The sensitivity of the myocardium to ischemia and the level of protection achieved by ischemic preconditioning is shaped by the joint influence of several mechanisms in diabetes mellitus. In vivo studies were made in alloxan diabetic and non-diabetic control rabbits to assess if the effects of preconditioning and sulfonylurea pretreatment with either glibenclamide or glimepiride (0.05-0.2-0.6 micromol kg (-1)) influence the extent of the infarcted area caused by one hour ligature of the left coronary artery. For our study, we defined preconditioning as 2 minutes of ischemia followed by 2 minutes of reperfusion, which was repeated 3 times. The interrelationship of the diabetic pathophysiological state, and sulfonylurea treatment during ischemic preconditioning were studied by comparing the infarcted areas and the rate of infarction to risk areas in left ventricular slices using computer planimetry. In healthy control rabbits preconditioning reduced infarcted area (29.6 +/- 3.0% vs. 48.8 +/- 2.8% p < 0.0005), while in diabetic rabbits this protection did not occur (53.3 +/- 7.3% vs. 56.6 +/- 4.4% NS). Glibenclamide in all of applied doses prevented the protective effect in control animals (infarction/ risk area: HP: 0.47 +/- 0.04 vs. HP Glib-0.05 : 0.69+/-0.06 p< 0.004 vs. HP Glib-0.2 : 0.72+/-0.09 p< 0.002 vs. HP Glib-0.6 : 0.75 +/- 0.04 p< 0.001). In contrast, in diabetic rabbits low dose of glibenclamide contributed to the same development of preconditioning. However the highest dose of glibenclamide (infarction/risk area: DP Glib-0.6 : 0.77 +/- 0.17 vs.
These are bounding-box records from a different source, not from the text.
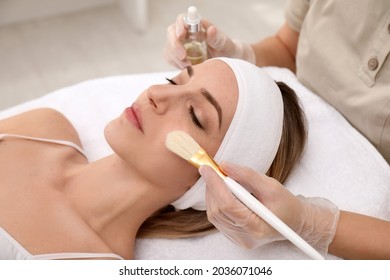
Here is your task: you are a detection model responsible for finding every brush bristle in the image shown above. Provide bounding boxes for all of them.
[165,131,200,161]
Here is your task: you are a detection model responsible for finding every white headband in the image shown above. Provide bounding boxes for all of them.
[172,57,283,210]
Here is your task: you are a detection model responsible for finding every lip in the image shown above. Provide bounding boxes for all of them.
[124,103,144,132]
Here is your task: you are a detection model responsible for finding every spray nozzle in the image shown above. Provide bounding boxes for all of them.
[187,6,200,23]
[184,6,200,26]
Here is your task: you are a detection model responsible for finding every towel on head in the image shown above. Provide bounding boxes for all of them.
[172,58,283,210]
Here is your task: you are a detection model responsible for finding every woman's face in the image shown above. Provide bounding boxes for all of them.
[105,60,238,198]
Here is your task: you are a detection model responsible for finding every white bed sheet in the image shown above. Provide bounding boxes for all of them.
[0,67,390,260]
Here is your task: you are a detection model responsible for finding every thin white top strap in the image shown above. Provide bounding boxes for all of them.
[31,253,124,260]
[0,134,87,158]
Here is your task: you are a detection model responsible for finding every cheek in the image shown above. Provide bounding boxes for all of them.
[144,136,199,192]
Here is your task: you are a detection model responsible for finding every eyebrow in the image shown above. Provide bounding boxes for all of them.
[186,66,222,129]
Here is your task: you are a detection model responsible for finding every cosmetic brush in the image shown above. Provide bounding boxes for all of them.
[165,131,324,260]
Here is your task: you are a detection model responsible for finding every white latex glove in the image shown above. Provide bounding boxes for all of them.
[164,14,256,69]
[200,162,340,254]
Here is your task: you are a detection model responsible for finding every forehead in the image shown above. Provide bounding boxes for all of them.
[193,59,238,131]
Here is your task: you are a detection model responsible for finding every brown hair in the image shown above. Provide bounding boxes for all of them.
[138,82,307,238]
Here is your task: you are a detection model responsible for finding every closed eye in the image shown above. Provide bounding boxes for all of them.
[165,78,177,86]
[188,106,204,130]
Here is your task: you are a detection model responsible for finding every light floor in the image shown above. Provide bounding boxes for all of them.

DP Glib-0.05 : 0.55 < 0.03 p < 0.047) and the consequences of the diabetic state blocked the salutary effect. Glimepiride had no considerable influence on the protective effect, either in control nor in diabetic animals. Glibenclamide and glimepiride, presumably due to their different sulfonylurea receptor affinity in the heart, resulted in different influence on preconditioning in healthy control animals. Glibenclamide treatment seemed to be more harmful when less K (+)ATP channels were activated. The accomplishment of myocardial preconditioning in diabetes mellitus is claimed to be determined by the interaction of both metabolically influenced K (+)ATP channel activity and the dose of sulfonylurea.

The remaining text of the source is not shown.